如何在Python中找到字符串中的中文或日文字符？

Question

如：

str = 'sdf344asfasf天地方益3権sdfsdf'

添加()到中文和日文字符：

strAfterConvert = 'sdfasfasf(天地方益)3(権)sdfsdf'

Answer 1

首先，您可以檢查該字符是否位於以下unicode塊之一：

Unicode Block'CJK Unified Ideographs' - U + 4E00到U + 9FFF
Unicode Block'CJK Unified Ideographs Extension A' - U + 3400到U + 4DBF
Unicode Block'CJK Unified Ideographs Extension B' - U + 20000到U + 2A6DF
Unicode Block'CJK Unified Ideographs Extension C' - U + 2A700到U + 2B73F
Unicode Block'CJK Unified Ideographs Extension D' - U + 2B740到U + 2B81F

之后，您需要做的就是遍歷字符串，檢查字符是中文，日文還是韓文（CJK）並相應地追加：

# -*- coding:utf-8 -*-
ranges = [
  {"from": ord(u"\u3300"), "to": ord(u"\u33ff")},         # compatibility ideographs
  {"from": ord(u"\ufe30"), "to": ord(u"\ufe4f")},         # compatibility ideographs
  {"from": ord(u"\uf900"), "to": ord(u"\ufaff")},         # compatibility ideographs
  {"from": ord(u"\U0002F800"), "to": ord(u"\U0002fa1f")}, # compatibility ideographs
  {'from': ord(u'\u3040'), 'to': ord(u'\u309f')},         # Japanese Hiragana
  {"from": ord(u"\u30a0"), "to": ord(u"\u30ff")},         # Japanese Katakana
  {"from": ord(u"\u2e80"), "to": ord(u"\u2eff")},         # cjk radicals supplement
  {"from": ord(u"\u4e00"), "to": ord(u"\u9fff")},
  {"from": ord(u"\u3400"), "to": ord(u"\u4dbf")},
  {"from": ord(u"\U00020000"), "to": ord(u"\U0002a6df")},
  {"from": ord(u"\U0002a700"), "to": ord(u"\U0002b73f")},
  {"from": ord(u"\U0002b740"), "to": ord(u"\U0002b81f")},
  {"from": ord(u"\U0002b820"), "to": ord(u"\U0002ceaf")}  # included as of Unicode 8.0
]

def is_cjk(char):
  return any([range["from"] <= ord(char) <= range["to"] for range in ranges])

def cjk_substrings(string):
  i = 0
  while i<len(string):
    if is_cjk(string[i]):
      start = i
      while is_cjk(string[i]): i += 1
      yield string[start:i]
    i += 1

string = "sdf344asfasf天地方益3権sdfsdf".decode("utf-8")
for sub in cjk_substrings(string):
  string = string.replace(sub, "(" + sub + ")")
print string

以上打印

sdf344asfasf(天地方益)3(権)sdfsdf

為了面向未來，您可能需要留意CJK Unified Ideographs Extension E.它將附帶Unicode 8.0 ，計划於2015年6月發布。 我已將它添加到范圍中，但在發布Unicode 8.0之前不應包含它。

[編輯]

增加了CJK兼容性表意文字，日本假名和CJK激進派。

Answer 2

您可以使用regex包進行編輯，該包支持檢查每個字符的Unicode“ Script ”屬性，並且是re包的替代品：

import regex as re

pattern = re.compile(r'([\p{IsHan}\p{IsBopo}\p{IsHira}\p{IsKatakana}]+)', re.UNICODE)

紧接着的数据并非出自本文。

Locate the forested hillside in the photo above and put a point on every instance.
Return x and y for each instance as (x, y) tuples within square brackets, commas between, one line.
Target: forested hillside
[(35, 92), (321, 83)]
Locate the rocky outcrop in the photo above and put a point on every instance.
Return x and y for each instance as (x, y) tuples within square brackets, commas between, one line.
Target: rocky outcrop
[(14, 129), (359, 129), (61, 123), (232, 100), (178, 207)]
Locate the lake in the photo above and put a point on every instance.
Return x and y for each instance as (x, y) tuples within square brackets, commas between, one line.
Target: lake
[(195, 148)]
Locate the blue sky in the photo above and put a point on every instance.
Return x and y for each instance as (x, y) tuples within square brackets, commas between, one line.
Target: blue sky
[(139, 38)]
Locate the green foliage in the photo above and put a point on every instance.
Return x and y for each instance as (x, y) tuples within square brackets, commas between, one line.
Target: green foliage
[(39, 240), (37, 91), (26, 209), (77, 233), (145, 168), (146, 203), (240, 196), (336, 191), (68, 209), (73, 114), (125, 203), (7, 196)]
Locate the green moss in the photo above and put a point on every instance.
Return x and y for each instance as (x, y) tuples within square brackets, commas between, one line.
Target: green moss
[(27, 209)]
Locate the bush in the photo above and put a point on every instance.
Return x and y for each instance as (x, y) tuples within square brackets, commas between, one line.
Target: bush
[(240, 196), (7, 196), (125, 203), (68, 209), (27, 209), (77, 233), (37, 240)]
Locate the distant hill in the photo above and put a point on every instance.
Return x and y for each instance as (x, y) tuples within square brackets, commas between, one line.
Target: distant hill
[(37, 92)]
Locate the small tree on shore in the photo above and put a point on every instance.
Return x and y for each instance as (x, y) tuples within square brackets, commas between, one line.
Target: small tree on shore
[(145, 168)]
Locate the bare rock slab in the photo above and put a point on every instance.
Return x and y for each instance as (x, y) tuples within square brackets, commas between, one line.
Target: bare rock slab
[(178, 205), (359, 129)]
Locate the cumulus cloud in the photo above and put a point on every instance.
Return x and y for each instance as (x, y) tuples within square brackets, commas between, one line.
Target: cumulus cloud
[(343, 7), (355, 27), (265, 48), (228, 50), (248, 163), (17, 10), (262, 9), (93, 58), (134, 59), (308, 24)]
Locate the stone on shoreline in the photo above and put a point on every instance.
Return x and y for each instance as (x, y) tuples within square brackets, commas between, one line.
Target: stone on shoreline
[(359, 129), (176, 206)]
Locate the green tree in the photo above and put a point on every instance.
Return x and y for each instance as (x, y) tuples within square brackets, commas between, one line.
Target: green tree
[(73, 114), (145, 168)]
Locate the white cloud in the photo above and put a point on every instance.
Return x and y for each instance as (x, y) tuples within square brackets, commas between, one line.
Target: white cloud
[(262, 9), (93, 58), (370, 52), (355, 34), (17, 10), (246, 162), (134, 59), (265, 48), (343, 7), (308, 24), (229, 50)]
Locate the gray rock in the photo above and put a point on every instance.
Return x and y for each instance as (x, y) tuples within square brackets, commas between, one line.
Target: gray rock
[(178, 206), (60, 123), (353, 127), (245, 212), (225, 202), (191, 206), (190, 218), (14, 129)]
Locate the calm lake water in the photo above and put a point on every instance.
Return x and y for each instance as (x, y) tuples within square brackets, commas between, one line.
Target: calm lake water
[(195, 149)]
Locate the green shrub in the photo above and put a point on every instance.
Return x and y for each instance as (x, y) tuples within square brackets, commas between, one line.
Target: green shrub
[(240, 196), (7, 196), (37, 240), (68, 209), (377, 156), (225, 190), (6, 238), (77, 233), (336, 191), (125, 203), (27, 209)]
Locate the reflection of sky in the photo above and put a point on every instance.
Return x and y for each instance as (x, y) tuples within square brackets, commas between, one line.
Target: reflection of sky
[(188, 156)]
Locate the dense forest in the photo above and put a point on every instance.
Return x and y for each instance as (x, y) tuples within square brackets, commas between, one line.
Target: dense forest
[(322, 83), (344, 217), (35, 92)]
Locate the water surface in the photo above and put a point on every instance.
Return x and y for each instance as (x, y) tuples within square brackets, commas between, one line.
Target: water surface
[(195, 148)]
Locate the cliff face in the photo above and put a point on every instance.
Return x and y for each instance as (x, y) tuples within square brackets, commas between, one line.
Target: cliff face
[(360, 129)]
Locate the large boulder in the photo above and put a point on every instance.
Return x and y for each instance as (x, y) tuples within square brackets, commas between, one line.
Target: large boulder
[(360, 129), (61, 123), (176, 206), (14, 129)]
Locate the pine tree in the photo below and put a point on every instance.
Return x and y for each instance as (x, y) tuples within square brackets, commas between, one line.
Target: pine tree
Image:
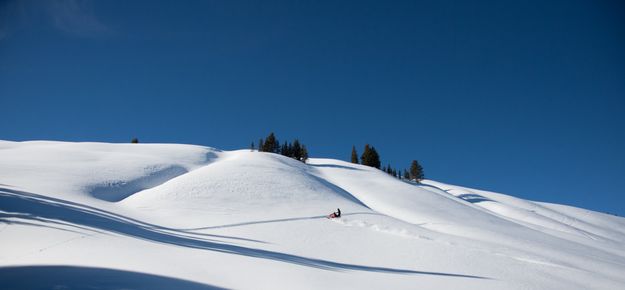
[(271, 144), (354, 155), (416, 171), (375, 158)]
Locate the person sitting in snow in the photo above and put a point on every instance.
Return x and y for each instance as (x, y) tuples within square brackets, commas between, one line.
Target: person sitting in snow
[(335, 214)]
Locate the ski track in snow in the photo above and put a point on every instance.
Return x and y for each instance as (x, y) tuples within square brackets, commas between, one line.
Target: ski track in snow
[(189, 193)]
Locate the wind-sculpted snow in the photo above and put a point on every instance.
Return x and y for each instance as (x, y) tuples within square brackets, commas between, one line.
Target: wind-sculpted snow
[(152, 216)]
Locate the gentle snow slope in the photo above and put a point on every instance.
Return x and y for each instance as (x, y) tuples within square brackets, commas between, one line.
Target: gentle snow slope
[(167, 216)]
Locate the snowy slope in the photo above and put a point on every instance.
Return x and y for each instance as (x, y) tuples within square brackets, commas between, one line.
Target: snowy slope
[(167, 216)]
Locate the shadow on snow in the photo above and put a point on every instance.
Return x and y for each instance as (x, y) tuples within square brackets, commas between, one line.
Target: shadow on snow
[(33, 206), (72, 277)]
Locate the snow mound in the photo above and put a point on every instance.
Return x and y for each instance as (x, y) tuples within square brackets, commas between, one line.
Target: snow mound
[(150, 215), (106, 171)]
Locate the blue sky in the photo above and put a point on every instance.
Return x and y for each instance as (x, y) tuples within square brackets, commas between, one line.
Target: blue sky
[(521, 97)]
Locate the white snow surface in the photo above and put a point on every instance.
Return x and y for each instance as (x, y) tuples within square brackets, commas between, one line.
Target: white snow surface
[(171, 216)]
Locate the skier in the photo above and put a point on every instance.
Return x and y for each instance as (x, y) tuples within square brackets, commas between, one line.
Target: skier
[(336, 214)]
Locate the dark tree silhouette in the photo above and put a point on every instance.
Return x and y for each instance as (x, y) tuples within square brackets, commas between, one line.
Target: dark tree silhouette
[(416, 171)]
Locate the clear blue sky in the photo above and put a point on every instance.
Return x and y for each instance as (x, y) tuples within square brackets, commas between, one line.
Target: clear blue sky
[(521, 97)]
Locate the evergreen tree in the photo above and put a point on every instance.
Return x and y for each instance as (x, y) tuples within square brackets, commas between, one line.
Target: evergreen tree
[(271, 144), (354, 155), (416, 171)]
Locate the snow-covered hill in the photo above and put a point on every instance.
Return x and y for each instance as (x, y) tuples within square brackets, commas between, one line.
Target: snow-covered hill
[(168, 216)]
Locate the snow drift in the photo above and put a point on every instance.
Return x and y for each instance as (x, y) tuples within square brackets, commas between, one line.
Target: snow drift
[(195, 217)]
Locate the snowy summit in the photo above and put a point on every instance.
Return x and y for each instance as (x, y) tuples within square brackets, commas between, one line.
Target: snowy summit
[(169, 216)]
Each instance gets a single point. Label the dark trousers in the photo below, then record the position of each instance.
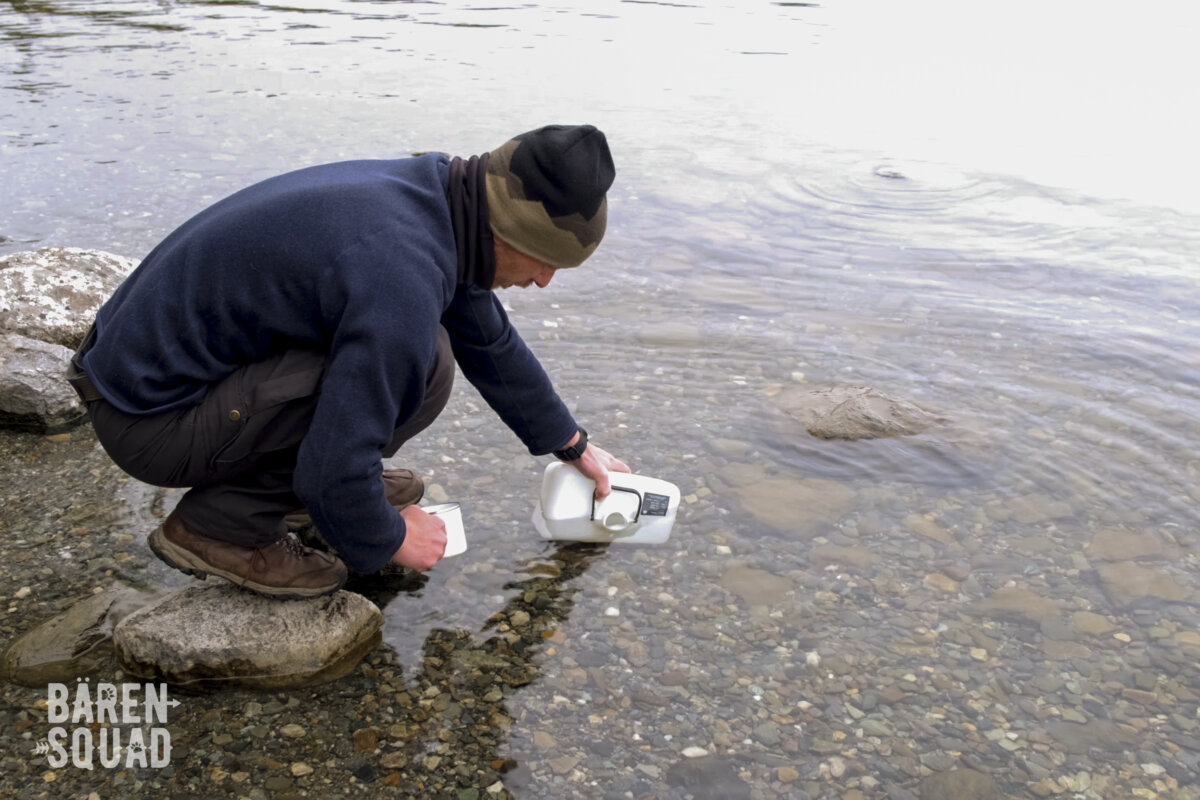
(238, 447)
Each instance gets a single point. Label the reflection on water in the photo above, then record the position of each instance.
(1012, 591)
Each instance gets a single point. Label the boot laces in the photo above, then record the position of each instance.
(293, 547)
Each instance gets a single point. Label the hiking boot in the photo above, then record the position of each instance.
(285, 569)
(401, 486)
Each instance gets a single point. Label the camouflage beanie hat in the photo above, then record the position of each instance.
(546, 192)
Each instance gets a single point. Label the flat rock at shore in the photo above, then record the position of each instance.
(856, 413)
(53, 294)
(73, 643)
(216, 635)
(34, 392)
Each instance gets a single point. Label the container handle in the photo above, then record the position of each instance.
(637, 513)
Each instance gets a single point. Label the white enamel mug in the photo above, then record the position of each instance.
(451, 515)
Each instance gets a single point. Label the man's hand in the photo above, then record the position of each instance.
(425, 541)
(597, 463)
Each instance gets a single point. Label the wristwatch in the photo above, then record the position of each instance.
(575, 451)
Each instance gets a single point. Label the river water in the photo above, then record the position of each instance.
(990, 214)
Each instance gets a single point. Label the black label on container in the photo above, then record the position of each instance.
(655, 505)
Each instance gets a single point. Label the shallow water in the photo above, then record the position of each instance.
(780, 223)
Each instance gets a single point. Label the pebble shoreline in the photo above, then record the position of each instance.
(901, 657)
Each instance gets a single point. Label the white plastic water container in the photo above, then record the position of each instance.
(640, 510)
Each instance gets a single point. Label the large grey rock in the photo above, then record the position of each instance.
(73, 643)
(34, 392)
(53, 294)
(855, 413)
(214, 633)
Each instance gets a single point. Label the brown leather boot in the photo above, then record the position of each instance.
(285, 569)
(401, 486)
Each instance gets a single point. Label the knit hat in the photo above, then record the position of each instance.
(546, 192)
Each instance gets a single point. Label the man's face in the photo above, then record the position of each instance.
(515, 269)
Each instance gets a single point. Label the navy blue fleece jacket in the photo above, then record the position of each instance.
(355, 259)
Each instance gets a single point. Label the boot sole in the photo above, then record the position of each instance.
(190, 564)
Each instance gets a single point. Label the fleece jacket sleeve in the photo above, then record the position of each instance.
(498, 362)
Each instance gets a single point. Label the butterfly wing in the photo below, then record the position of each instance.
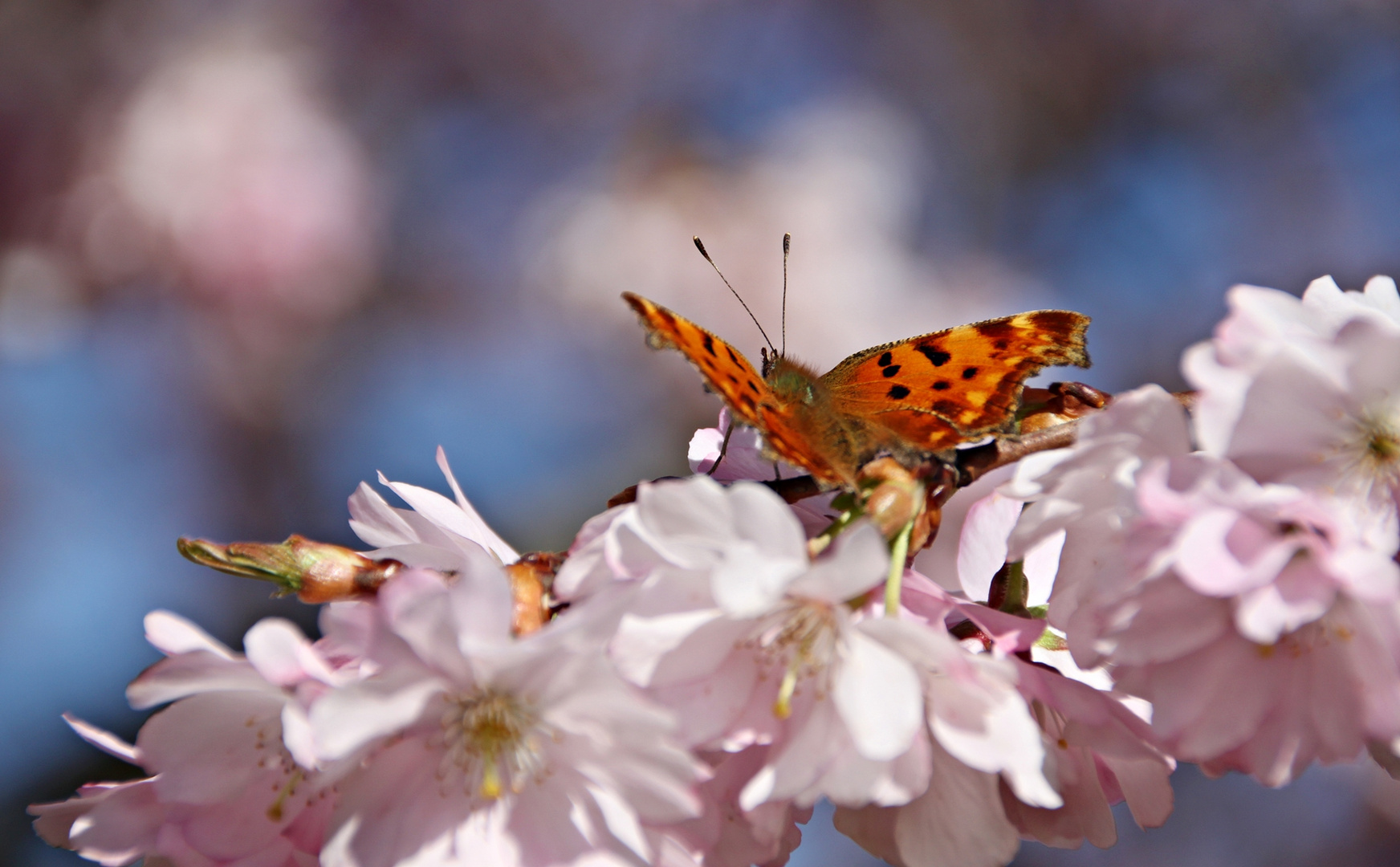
(731, 376)
(938, 389)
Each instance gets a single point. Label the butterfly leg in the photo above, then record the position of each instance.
(724, 447)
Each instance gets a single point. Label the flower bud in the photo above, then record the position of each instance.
(317, 572)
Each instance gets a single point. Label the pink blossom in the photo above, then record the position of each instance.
(433, 534)
(1099, 754)
(1089, 492)
(745, 461)
(727, 835)
(1305, 391)
(487, 750)
(756, 645)
(226, 790)
(1260, 621)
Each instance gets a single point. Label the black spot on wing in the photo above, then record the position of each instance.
(997, 328)
(934, 355)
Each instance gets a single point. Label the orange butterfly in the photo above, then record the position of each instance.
(909, 400)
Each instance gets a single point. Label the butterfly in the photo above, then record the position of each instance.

input = u'sdf344asfasf天地方益3権sdfsdf'
output = pattern.sub(r'(\1)', input)
print output  # Prints: sdf344asfasf(天地方益)3(権)sdfsdf

您應該使用您認為是“中文或日文”的字符腳本/塊來調整\\p{Is...}序列。

Answer 3

從受摩西機器翻譯工具包啟發的NLTK最前沿分支之一：

def is_cjk(character):
    """"
    Checks whether character is CJK.

        >>> is_cjk(u'\u33fe')
        True
        >>> is_cjk(u'\uFE5F')
        False

    :param character: The character that needs to be checked.
    :type character: char
    :return: bool
    """
    return any([start <= ord(character) <= end for start, end in 
                [(4352, 4607), (11904, 42191), (43072, 43135), (44032, 55215), 
                 (63744, 64255), (65072, 65103), (65381, 65500), 
                 (131072, 196607)]
                ])

有關ord()數字的細節：

class CJKChars(object):
    """
    An object that enumerates the code points of the CJK characters as listed on
    http://en.wikipedia.org/wiki/Basic_Multilingual_Plane#Basic_Multilingual_Plane

    This is a Python port of the CJK code point enumerations of Moses tokenizer:
    https://github.com/moses-smt/mosesdecoder/blob/master/scripts/tokenizer/detokenizer.perl#L309
    """
    # Hangul Jamo (1100–11FF)
    Hangul_Jamo = (4352, 4607) # (ord(u"\u1100"), ord(u"\u11ff"))

    # CJK Radicals Supplement (2E80–2EFF)
    # Kangxi Radicals (2F00–2FDF)
    # Ideographic Description Characters (2FF0–2FFF)
    # CJK Symbols and Punctuation (3000–303F)
    # Hiragana (3040–309F)
    # Katakana (30A0–30FF)
    # Bopomofo (3100–312F)
    # Hangul Compatibility Jamo (3130–318F)
    # Kanbun (3190–319F)
    # Bopomofo Extended (31A0–31BF)
    # CJK Strokes (31C0–31EF)
    # Katakana Phonetic Extensions (31F0–31FF)
    # Enclosed CJK Letters and Months (3200–32FF)
    # CJK Compatibility (3300–33FF)
    # CJK Unified Ideographs Extension A (3400–4DBF)
    # Yijing Hexagram Symbols (4DC0–4DFF)
    # CJK Unified Ideographs (4E00–9FFF)
    # Yi Syllables (A000–A48F)
    # Yi Radicals (A490–A4CF)
    CJK_Radicals = (11904, 42191) # (ord(u"\u2e80"), ord(u"\ua4cf"))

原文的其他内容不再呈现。